Monday, November 23, 2009

Review - Henri-Georges Clouzot's Inferno (L'enfer d'Henri-Georges Clouzot)


So often in cinema, a revered director will be undone by a personal project that spins out of control, a project that becomes an all-consuming and never-ending obsession. For Henri-Georges Clouzot, the great artist behind Quai des Orfèvres, Diabolique and The Wages of Fear, it was a film called Inferno, which went into production in 1964, but never made it to the screen. The story behind the film's collapse is entertainingly told in Henri-Georges Clouzot's Inferno, a slickly produced documentary comprised of interviews with key collaborators and choice cuts from the 185 cans of footage the director left behind. Co-director Serge Bromberg discovered this footage quite by chance, when he found himself trapped in a broken elevator with an elderly woman for company. She turned out to be Inés, Clouzot's widow, and their discussion eventually turned to her late husband's greatest disappointment, the collapse of his much-cherished project.
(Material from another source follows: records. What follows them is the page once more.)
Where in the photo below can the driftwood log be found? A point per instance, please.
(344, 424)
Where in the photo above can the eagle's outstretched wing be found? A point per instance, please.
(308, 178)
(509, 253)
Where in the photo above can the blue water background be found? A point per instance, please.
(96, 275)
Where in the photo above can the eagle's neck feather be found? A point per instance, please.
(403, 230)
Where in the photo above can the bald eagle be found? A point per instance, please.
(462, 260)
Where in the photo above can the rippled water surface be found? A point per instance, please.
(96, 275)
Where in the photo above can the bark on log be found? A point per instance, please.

The tantalising thing about Henri-Georges Clouzot's Inferno is that it shows us enough of the extraordinary film to suggest it may have been a lost masterpiece, while simultaneously suggesting that the project was doomed from the start, being directed by a man who had lost control of his vision. Clouzot had been inspired by Fellini's , and with Inferno, he intended to produce something every bit as groundbreaking, although one suspects he never really had the kind of genius for freewheeling invention that Fellini possessed. His story was essentially a simple one; the tale of a man (Serge Reggiani) who is obsessed with the idea that his flirtatious wife (Romy Schneider) is cheating on him. The film was to be shot in black-and-white, but Clouzot's plan was to interrupt the main narrative with fantasy sequences that expressed Reggiani's fears in vivid colour, and it was in these sequences that the director intended to dazzle his audience.
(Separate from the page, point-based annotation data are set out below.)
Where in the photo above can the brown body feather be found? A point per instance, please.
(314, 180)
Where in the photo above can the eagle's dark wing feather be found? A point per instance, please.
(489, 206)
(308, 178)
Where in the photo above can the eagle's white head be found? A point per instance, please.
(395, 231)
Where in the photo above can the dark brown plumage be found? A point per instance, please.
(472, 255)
The most astonishing images in Henri-Georges Clouzot's Inferno emerge from the test footage he shot as he tried to find the perfect visual expression for his hero's jealousy. A number of contemporary artists were hired to lend their expertise as the director fiddled with innovative camera techniques, toyed with his colour palette, and filmed the remarkably game Schneider in scene after scene of psychedelic mania. In one of his most mind-boggling moves, Clouzot decided he wanted the water to be blood-red in a scene set on a lake, but the colour inversion required to achieve this meant the actors needed to be coated in various shades of grey, green and blue. But in all of this experimentation, what was Clouzot searching for? At times, it seemed even he didn't know, and the test shooting went on for months, with little sign of a completed film emerging, and the large budget draining away. Bromberg and his co-director Ruxandra Medrea do try to give us a sense of what the final project may have looked like, with inserts that feature two actors reading Clouzot's script on a bare stage, or edited-together footage with a soundtrack added, but these sequences tend to be the film's weakest. Henri-Georges Clouzot's Inferno is at its best when the footage is allowed to speak for itself, particularly when it focuses on Schneider, who positively glows in front of the camera.
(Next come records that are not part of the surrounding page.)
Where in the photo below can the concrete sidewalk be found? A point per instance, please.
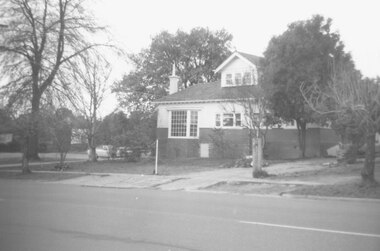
(201, 180)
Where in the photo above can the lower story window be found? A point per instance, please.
(228, 120)
(184, 123)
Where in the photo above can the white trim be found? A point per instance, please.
(234, 121)
(228, 60)
(188, 123)
(199, 101)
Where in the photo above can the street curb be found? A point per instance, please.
(203, 190)
(315, 197)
A number of crew members offer their own perspective, and their candid recollections give us an idea of the mayhem that the Inferno shoot eventually became. Amusing anecdotes abound, from the insomniac Clouzot waking his crew members at 2am to discuss new ideas, or cinematographer Claude Renoir escaping through a bathroom window to avoid another interminable scouting trips. At one point, Clouzot had three different camera crews working separately, with each crew having no idea what the others were doing. It was chaos, frankly, and when an exhausted and frustrated Reggiani left the shoot, the game was almost up; a fact confirmed by the director's subsequent heart attack, which finally drew a line under the whole escapade. Henri-Georges Clouzot's Inferno ends on a sad, elegiac note, telling us sombrely that the director made one more feature film before his death in 1977; and while he is justifiably remembered as one of the great French filmmakers, he never quite recovered from the experience of so thoroughly losing his way inside his Inferno.